Anshika Rani has started 1 posts and replied 4 times.

Quote from @Dave Foster:

@Anshika Rani, Any loan that is recorded against the property must be paid off in order to sell the property.  In your example, if the $40K was recorded against the property then it has to be paid off.  However, that does not change your reinvestment requirements.

1. You must still purchase at least as much as your net sale ($180K ish).

2. You must use all of your cash proceeds to do so - ( $140K instead of $180K if the loan wasn't recorded).


 Thank you Dave. Does the realtors commission and other recordation cost gets backed out of the 1031 number requirement as well?

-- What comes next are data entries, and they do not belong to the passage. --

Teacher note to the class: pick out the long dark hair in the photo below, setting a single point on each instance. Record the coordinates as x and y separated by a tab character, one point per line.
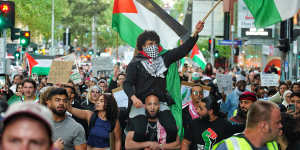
111	108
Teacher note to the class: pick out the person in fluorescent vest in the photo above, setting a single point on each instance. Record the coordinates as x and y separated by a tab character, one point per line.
263	126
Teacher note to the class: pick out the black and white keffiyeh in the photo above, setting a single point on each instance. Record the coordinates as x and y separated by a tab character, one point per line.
151	51
155	67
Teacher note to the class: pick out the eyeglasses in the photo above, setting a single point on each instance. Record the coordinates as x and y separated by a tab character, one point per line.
95	92
197	93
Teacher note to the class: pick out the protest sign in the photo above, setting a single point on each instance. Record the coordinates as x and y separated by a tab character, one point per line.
121	97
60	72
75	76
224	82
186	91
268	79
102	65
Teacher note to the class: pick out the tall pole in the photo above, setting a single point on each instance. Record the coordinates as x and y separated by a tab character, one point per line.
117	50
3	53
52	31
232	46
94	34
212	36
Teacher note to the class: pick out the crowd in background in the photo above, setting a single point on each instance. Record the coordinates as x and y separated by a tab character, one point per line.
79	102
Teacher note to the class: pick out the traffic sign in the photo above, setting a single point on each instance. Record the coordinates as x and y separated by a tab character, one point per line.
229	42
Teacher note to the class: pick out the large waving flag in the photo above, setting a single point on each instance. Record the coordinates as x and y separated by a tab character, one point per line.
197	57
38	66
268	12
132	17
31	62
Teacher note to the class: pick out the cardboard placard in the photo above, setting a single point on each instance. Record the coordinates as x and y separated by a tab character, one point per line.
60	72
224	82
268	79
75	76
121	97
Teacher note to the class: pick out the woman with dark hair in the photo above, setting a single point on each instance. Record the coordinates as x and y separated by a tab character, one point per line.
102	122
208	71
291	132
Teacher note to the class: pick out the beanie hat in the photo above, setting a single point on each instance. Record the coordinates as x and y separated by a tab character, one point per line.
248	96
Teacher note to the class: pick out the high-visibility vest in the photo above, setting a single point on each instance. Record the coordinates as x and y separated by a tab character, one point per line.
240	143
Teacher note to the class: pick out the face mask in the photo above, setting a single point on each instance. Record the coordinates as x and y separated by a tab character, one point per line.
151	51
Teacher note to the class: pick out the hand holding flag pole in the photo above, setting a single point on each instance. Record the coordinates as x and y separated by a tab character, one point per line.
200	24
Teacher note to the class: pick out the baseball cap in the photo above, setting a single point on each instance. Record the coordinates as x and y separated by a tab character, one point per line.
33	109
96	88
248	96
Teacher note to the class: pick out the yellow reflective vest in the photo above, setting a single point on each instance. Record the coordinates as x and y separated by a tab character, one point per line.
240	143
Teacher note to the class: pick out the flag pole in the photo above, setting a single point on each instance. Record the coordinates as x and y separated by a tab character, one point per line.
211	10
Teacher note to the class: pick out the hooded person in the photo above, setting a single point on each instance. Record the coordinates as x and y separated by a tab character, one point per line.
149	71
245	102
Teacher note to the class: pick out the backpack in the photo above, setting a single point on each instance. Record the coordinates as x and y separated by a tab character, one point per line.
93	122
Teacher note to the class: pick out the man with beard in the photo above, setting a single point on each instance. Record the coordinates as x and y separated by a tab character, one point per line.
246	100
189	111
231	102
210	128
150	70
263	126
155	136
66	130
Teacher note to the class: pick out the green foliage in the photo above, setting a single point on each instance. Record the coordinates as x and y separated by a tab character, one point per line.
37	15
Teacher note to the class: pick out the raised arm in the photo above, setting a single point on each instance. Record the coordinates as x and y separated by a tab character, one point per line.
181	51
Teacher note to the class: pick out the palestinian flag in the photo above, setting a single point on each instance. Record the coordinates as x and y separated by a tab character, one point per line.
38	66
269	12
197	57
132	17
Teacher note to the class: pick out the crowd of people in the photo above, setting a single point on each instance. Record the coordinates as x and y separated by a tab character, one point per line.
38	115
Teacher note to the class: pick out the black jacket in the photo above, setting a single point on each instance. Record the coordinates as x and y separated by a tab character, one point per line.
139	82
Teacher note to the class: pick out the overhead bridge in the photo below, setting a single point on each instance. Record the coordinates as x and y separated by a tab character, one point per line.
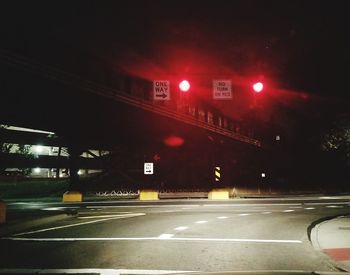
72	80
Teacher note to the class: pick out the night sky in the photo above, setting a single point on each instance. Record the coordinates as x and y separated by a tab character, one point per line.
299	48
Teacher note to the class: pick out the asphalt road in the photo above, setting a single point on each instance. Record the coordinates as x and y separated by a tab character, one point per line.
188	235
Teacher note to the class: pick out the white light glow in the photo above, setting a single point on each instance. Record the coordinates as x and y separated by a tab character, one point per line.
37	170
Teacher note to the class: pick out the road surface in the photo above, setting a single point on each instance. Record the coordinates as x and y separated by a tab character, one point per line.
187	235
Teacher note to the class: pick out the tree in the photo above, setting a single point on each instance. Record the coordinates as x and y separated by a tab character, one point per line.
337	138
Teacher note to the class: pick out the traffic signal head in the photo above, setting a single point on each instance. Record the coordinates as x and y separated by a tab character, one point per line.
258	87
184	86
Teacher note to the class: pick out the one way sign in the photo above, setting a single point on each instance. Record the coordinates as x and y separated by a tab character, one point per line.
161	90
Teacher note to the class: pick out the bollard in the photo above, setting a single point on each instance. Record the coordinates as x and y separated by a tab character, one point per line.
2	212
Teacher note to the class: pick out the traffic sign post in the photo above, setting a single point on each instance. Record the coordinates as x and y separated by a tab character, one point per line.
148	168
161	90
222	89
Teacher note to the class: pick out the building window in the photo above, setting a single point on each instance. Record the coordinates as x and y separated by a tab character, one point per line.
210	118
201	114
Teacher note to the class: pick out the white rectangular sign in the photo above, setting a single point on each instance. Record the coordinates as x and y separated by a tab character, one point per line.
161	89
222	89
148	168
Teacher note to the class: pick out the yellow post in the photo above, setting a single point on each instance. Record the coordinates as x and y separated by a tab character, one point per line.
2	212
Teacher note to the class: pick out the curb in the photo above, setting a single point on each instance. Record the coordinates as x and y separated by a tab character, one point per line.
313	238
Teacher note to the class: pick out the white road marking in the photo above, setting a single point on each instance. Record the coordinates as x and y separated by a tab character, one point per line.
325	203
102	216
250	205
78	224
100	271
165	236
180	228
152	239
145	206
103	212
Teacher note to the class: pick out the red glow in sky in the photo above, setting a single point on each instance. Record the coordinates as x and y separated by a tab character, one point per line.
184	86
174	141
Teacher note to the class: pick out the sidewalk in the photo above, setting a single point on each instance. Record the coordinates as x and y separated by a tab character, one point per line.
332	237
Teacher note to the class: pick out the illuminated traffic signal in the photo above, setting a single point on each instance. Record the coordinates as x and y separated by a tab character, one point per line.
184	86
258	87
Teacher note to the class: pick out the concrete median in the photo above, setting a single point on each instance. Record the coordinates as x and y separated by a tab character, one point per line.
148	195
219	194
72	196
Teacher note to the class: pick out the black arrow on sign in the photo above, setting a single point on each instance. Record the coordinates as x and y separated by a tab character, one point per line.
162	95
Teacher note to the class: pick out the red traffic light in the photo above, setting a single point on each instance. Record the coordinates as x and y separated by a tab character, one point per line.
258	87
184	86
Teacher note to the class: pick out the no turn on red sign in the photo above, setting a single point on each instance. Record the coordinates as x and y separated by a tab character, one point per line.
222	89
161	89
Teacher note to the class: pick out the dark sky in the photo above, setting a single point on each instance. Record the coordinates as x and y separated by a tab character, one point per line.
300	48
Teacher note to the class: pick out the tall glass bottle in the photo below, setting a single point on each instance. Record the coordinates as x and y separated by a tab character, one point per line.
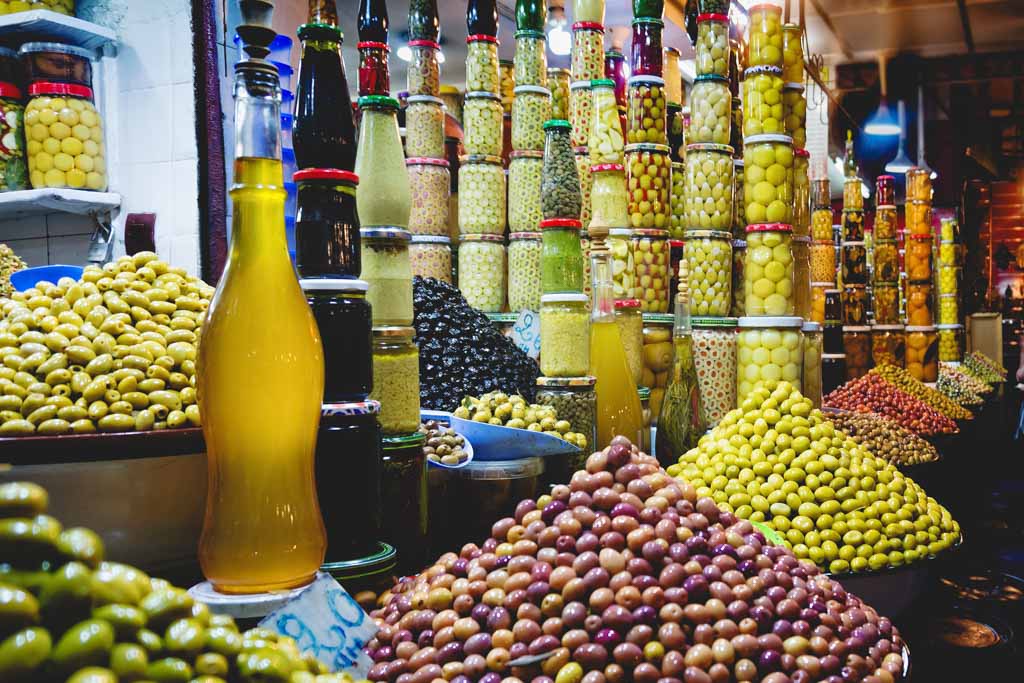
260	354
681	422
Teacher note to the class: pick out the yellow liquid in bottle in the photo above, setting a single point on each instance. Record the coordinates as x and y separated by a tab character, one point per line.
617	401
260	375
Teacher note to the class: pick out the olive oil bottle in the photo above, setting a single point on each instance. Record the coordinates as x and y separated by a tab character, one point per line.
260	375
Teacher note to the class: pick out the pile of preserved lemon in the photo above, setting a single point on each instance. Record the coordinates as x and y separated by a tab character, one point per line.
114	351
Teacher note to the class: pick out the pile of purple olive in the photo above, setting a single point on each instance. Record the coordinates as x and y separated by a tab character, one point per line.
626	574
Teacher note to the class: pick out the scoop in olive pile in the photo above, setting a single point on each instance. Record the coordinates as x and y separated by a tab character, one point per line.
627	574
67	614
114	351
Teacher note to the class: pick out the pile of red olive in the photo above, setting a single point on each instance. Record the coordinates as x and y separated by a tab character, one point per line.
626	574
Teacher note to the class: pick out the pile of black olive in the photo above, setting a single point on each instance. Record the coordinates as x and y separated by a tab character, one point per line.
461	351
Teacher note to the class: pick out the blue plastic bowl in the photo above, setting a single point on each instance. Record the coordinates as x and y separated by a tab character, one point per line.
26	280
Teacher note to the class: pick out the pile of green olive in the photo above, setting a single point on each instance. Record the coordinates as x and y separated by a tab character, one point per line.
114	351
67	614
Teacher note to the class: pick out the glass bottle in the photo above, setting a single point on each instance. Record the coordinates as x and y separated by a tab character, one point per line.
324	135
263	529
681	422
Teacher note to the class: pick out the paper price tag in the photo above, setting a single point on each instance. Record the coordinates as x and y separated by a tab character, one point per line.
326	621
526	334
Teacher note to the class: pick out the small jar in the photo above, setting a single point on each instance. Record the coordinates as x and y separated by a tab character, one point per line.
709	186
709	260
768	280
763	109
768	349
768	178
854	304
889	345
386	267
481	196
923	352
429	184
396	379
765	43
529	110
650	256
648	177
715	361
482	124
950	342
430	256
711	113
481	271
530	61
564	335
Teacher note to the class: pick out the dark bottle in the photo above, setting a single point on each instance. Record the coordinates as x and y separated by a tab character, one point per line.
373	20
324	134
481	17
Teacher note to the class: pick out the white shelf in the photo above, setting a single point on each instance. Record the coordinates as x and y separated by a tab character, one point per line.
38	202
45	25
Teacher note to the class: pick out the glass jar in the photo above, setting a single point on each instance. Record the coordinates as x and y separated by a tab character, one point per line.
430	256
481	63
711	114
768	178
715	361
481	196
629	317
923	352
429	184
765	43
763	109
950	342
621	246
650	256
709	260
857	347
396	378
768	279
768	349
530	109
481	271
64	155
648	177
564	335
889	345
709	186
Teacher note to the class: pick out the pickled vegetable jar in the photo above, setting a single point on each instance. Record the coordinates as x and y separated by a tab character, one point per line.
482	124
65	138
768	279
481	195
481	271
650	257
429	184
768	349
765	43
430	256
711	114
763	109
709	260
768	178
524	190
709	186
889	345
564	335
857	347
923	352
648	172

So for example if the realtor fees is 9k in fees etc so 180k minus 9k= 171k investment requirement?

So something just ran through my mind here...If the fix and flippers can't do the 1031 exchange that means they are taxed as ordinary income. Which can be offset against SEC 179 and bonus depreciation assets if I am understanding this correctly?

Quote from @Brandon Bruckman:

180k or more can be purchased to complete the exchange (less any permissible selling expenses).  You would need to acquire the same amount of debt or add cash.  

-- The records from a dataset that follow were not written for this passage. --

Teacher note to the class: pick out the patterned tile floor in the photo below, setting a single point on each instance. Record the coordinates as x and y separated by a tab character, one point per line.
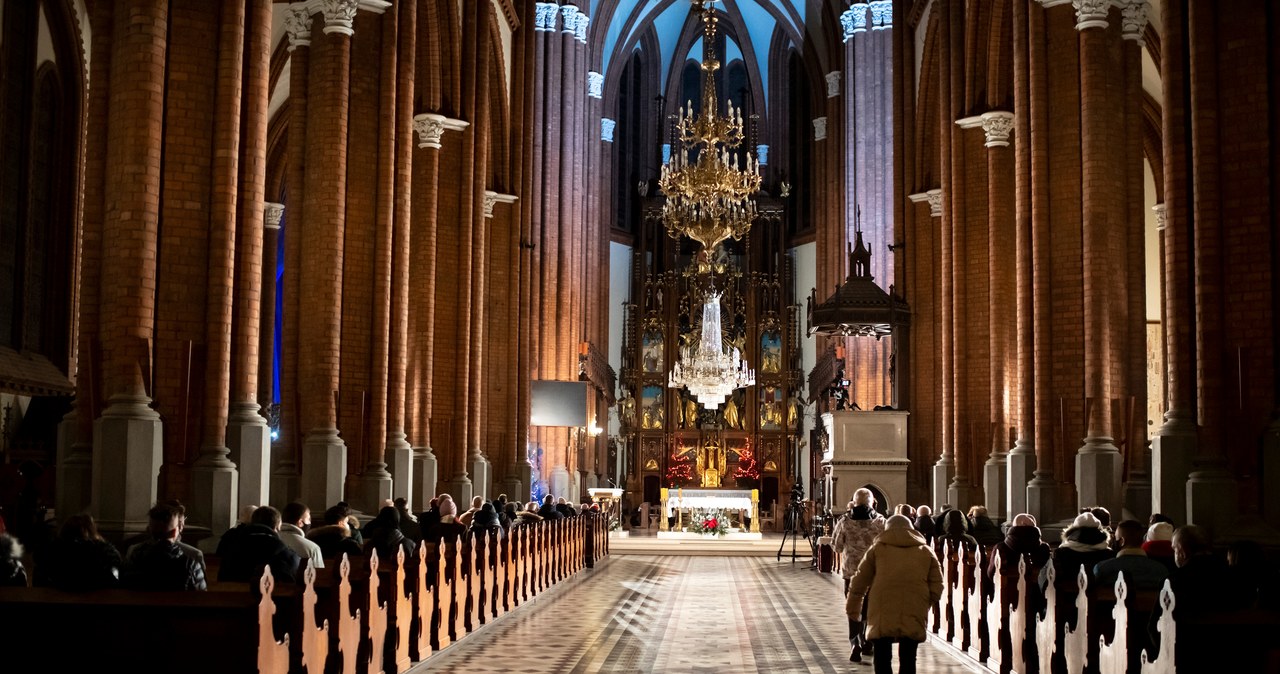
676	614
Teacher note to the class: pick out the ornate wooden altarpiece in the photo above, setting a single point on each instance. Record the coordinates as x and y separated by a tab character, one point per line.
662	426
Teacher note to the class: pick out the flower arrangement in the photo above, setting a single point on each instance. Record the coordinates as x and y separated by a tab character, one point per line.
708	523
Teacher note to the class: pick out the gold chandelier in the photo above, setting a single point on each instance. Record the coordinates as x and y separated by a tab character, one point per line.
708	196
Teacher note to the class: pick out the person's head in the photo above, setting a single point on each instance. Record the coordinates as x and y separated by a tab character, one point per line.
1160	531
899	522
954	523
297	514
1191	541
163	522
268	517
1129	533
337	514
80	527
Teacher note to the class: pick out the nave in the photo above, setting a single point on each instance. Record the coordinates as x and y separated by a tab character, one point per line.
672	614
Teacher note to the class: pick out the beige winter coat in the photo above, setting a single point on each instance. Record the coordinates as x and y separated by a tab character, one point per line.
904	579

In reading your post, you might have a bigger problem.  You can't 1031 exchange flips.  The property has to be held for investing purposes, not for sale.  

Thanks Brandon and Bill. We have held it for a few years as investment so that should work out from that view for a 1031? 

Hello Everyone,

New to the forum but not new to real estate :). We are rehabbing a property right now for flip and putting in almost $40,000 into it as a loan through one of our own sister companies with an actual loan agreement and interest terms. 

What happens to this loan that we take for the rehab after we sell the property before we do the 1031 exchange? Do we have the ability to pay out this loan from escrow once the property sells? 

Or 

Do we have to keep paying that loan out of our own pocket even when we do the 1031 exchange? 

So for example if the property is bought for $50,000 and we put in $40,000 into it now on the cost basis is around $90,000. But if we sell the property for 180 K. We need to pay back the lender. Can we pay back the lender from the sale price and still buy the next property for 180K minus 40K that is 140K or does the new property has to be 180K regardless of the fact that we have to pay pay the lender or not?

Let me know if further clarification is needed. Thanks.